Les Grands Prix du Festival de Deauville

Parmi les films primés à Deauville, il est conseillé de découvrir les films rares, quelle qu’en soit la qualité (cela reste une affaire de goût) à commencer par les inédits en salles What Alice found d’A. Dean Bell (2003) et The Messenger d’Oren Moverman (2009) qui auront droit à cette rare présentation en salles en France. À voir encore, les méconnus The Dead girl de Karen Moncrieff, beau drame noir avec la regrettée Brittany Murphy (mais aussi Toni Collette et Rose Byrne), la comédie musicale culte (mais peu vue) Hedwig and the angry inch de John Cameron Mitchell, la comédie dramatique Et plus si affinités de Brad Anderson avec l’attachant bougon Victor Argo disparu alors qu’il commençait à trouver des rôles de premier plan après des seconds rôles marquants (le policier déterminé de The King of New-York d’Abel Ferrara), Girlfight de Karyn Kusama qui révéla Michelle Rodriguez, force de la nature qui n’a clairement pas la carrière qu’elle mérite, The Visitor de Thomas McCarthy qui a offert à Richard Jenkins son plus beau rôle.

Hedwig and the Angry Inch
Hedwig and the Angry Inch
Little Miss Sunshine
Little Miss Sunshine

Little Miss Sunshine de Jonathan Dayton et Valerie Faris reste l’un des Grands Prix les plus mémorables de Deauville, avec en point d’orgue la chorégraphie d’Abigail Breslin sur Super Freak de Rick James.
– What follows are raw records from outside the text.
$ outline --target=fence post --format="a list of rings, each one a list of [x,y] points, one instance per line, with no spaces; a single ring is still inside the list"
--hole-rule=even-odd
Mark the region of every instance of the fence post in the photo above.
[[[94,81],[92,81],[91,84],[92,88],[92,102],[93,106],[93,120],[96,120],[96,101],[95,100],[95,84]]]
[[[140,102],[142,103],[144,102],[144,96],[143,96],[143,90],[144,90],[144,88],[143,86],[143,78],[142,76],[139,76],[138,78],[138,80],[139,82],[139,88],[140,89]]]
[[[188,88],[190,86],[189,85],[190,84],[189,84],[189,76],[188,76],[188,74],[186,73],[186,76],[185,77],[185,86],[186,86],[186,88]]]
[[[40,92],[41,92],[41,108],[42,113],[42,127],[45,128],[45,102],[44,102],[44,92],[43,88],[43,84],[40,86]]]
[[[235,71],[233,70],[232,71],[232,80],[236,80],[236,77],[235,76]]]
Une belle distribution, une belle émotion, de l’humour et un vrai plaisir à chaque vision notamment grâce à la belle performance de Steve Carell qui affichait pour la première fois un talent dramatique. En seconds rôles à peine présents, on aperçoit Bryan Cranston (l’agent fuyant de Greg Kinnear, le père de famille) et Dean Norris (le motard de la police) qui seront plus tard réunis dans la série Breaking Bad, Wallace Langham (le laborantin maniéré des Experts) ou Mary Lynn Rajskub (24 heures chrono) qui s’enthousiasme lorsqu’elle constate la dérive du concours des mini-miss.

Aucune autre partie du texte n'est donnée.